In 1 Samuel 9:16, the Lord leads Samuel to Saul and told him to "anoint him to be captain over my people Israel, that he may save my people out of the hand of the Philistines: for I have looked upon my people, because their cry is come unto me". Samuel stood in the office of king with the anointing of the Lord upon him. God promised that Saul would have military victories for the sake of Israel (see also 1 Samuel 14:47, 48)

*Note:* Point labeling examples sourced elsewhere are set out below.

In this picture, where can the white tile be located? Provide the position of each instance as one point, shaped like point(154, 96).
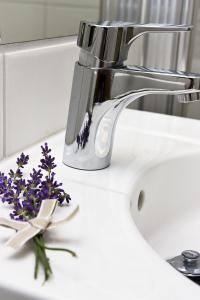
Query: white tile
point(64, 20)
point(1, 106)
point(80, 3)
point(21, 21)
point(38, 87)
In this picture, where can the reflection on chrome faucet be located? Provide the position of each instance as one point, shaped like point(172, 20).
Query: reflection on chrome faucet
point(82, 138)
point(103, 86)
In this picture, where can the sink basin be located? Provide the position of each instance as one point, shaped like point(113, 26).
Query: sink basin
point(133, 215)
point(167, 210)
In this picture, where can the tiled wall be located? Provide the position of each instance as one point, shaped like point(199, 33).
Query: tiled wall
point(1, 105)
point(24, 20)
point(35, 87)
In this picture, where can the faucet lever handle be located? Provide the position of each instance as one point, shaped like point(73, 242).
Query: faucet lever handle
point(109, 41)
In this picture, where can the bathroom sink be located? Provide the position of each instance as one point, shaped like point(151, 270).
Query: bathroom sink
point(167, 210)
point(133, 216)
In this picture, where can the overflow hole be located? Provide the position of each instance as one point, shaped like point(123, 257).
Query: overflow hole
point(140, 200)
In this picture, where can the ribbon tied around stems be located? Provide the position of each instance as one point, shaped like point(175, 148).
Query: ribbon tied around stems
point(28, 229)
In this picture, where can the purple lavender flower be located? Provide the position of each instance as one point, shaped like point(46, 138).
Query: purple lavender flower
point(22, 160)
point(26, 196)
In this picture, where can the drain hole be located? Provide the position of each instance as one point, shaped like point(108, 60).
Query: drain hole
point(140, 200)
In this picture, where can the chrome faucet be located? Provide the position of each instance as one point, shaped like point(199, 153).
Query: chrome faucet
point(103, 86)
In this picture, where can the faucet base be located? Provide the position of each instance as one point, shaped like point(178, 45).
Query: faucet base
point(76, 161)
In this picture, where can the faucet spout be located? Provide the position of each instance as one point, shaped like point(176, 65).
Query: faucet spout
point(93, 116)
point(103, 86)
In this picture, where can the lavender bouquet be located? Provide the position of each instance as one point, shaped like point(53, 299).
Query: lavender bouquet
point(26, 196)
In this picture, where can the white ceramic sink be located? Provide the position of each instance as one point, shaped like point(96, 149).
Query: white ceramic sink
point(121, 244)
point(168, 211)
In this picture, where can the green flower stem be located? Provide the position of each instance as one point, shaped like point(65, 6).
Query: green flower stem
point(41, 257)
point(62, 249)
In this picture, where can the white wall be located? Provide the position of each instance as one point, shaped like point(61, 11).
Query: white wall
point(25, 20)
point(1, 105)
point(35, 87)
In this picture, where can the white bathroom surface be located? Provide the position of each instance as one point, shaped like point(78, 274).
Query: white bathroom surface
point(114, 261)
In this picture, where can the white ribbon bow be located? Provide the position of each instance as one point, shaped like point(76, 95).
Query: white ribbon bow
point(27, 230)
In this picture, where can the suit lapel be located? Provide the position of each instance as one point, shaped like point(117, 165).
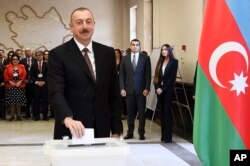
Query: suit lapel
point(78, 58)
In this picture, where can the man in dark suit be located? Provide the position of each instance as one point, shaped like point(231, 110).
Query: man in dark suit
point(28, 62)
point(38, 74)
point(135, 79)
point(83, 85)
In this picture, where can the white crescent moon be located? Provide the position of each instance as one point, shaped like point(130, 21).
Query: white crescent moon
point(220, 51)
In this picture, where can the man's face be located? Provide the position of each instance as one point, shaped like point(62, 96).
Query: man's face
point(135, 46)
point(28, 53)
point(82, 26)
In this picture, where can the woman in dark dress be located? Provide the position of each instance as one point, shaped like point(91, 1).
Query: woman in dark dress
point(14, 76)
point(164, 80)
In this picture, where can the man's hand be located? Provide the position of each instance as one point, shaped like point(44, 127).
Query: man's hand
point(115, 135)
point(76, 127)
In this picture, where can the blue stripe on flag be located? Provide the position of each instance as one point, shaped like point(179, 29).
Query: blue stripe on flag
point(241, 12)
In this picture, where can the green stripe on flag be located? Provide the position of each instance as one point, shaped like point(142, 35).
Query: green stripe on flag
point(214, 134)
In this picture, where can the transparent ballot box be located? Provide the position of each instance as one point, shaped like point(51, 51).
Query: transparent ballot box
point(105, 151)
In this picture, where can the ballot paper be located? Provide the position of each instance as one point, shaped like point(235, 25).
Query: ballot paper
point(88, 137)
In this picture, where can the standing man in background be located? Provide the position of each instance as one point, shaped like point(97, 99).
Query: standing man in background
point(135, 80)
point(83, 83)
point(27, 62)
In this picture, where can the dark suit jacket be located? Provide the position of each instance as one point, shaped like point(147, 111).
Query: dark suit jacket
point(169, 76)
point(72, 91)
point(24, 62)
point(137, 80)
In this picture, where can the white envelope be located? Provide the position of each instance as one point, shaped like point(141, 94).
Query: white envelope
point(88, 137)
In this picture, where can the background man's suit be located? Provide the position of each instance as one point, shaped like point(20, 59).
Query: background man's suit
point(29, 85)
point(73, 92)
point(134, 83)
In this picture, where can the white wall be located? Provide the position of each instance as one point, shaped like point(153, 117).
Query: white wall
point(28, 28)
point(177, 22)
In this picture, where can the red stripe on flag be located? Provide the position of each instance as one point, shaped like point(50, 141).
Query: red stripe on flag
point(220, 27)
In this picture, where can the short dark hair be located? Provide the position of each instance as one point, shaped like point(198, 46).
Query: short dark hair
point(136, 40)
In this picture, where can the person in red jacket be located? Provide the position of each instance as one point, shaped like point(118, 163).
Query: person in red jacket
point(14, 76)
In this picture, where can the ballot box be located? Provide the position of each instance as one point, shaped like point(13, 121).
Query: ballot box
point(104, 151)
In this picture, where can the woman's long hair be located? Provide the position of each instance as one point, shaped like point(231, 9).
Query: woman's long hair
point(160, 61)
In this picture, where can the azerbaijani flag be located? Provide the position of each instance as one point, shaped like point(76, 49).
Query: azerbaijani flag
point(222, 101)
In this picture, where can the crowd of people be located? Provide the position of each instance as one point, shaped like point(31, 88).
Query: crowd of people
point(88, 84)
point(23, 88)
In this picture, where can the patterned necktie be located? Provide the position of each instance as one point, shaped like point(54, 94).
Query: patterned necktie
point(29, 63)
point(86, 57)
point(134, 62)
point(40, 66)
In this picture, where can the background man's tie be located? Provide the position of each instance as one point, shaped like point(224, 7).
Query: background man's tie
point(134, 62)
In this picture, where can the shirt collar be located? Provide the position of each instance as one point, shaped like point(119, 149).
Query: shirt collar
point(81, 47)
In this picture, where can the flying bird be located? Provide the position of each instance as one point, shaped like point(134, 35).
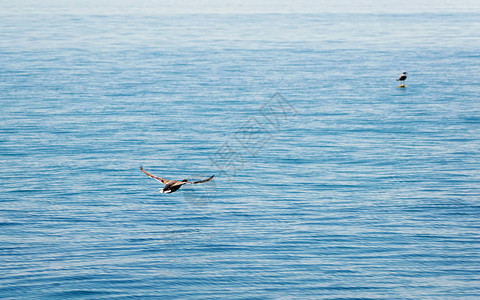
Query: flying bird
point(402, 76)
point(172, 185)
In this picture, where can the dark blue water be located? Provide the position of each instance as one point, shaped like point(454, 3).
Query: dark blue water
point(330, 182)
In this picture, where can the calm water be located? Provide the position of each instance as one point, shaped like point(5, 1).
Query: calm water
point(331, 182)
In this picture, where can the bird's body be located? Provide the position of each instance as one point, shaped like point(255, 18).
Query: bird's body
point(402, 76)
point(172, 185)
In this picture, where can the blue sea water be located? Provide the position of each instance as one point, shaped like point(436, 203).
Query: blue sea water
point(330, 182)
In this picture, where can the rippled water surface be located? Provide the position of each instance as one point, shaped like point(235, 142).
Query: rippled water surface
point(330, 182)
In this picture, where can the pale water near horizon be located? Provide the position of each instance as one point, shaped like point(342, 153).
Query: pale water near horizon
point(330, 182)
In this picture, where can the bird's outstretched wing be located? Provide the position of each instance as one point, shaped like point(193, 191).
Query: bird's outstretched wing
point(162, 180)
point(202, 181)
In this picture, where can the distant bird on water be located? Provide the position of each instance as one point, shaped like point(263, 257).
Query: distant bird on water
point(402, 77)
point(172, 185)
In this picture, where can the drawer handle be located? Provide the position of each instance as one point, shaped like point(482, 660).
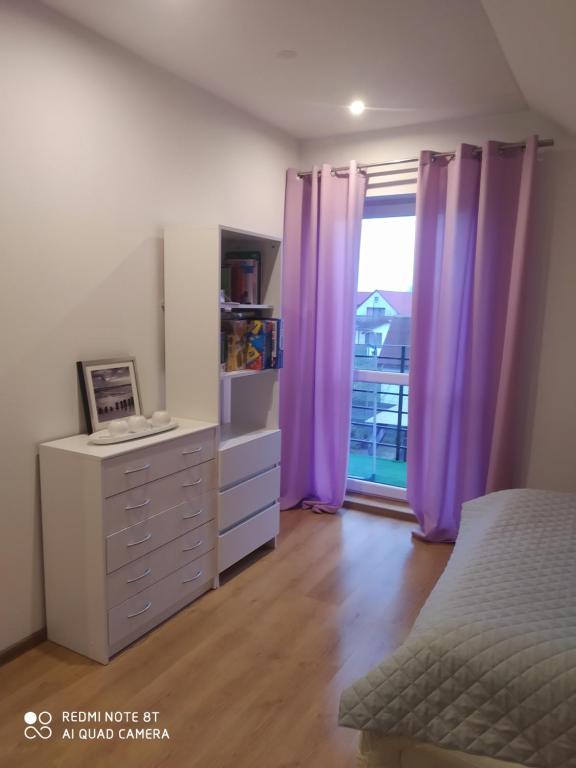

Blessings does not mean that someone is in the perfect will of God. There are things that God permits. We live in a day in which many claim to be apostles and are not. Can we say with surety that all who are pastoring are called and anointed for that office? In such cases, the flock suffers. In instructing about ordaining pastors, Paul told Timothy, that he should not put a novice in office. (1 Timothy 3:6) This has to do with maturity and readiness. Doubtless there are many in offices for which they are not ready. They surely are not in the perfect will of God. But God may permit it, as as we saw in the case of Saul. This is dangerous for we can never be effective out of the perfect will of God. And yet, it does not mean that there are not some successes, as we see in Saul.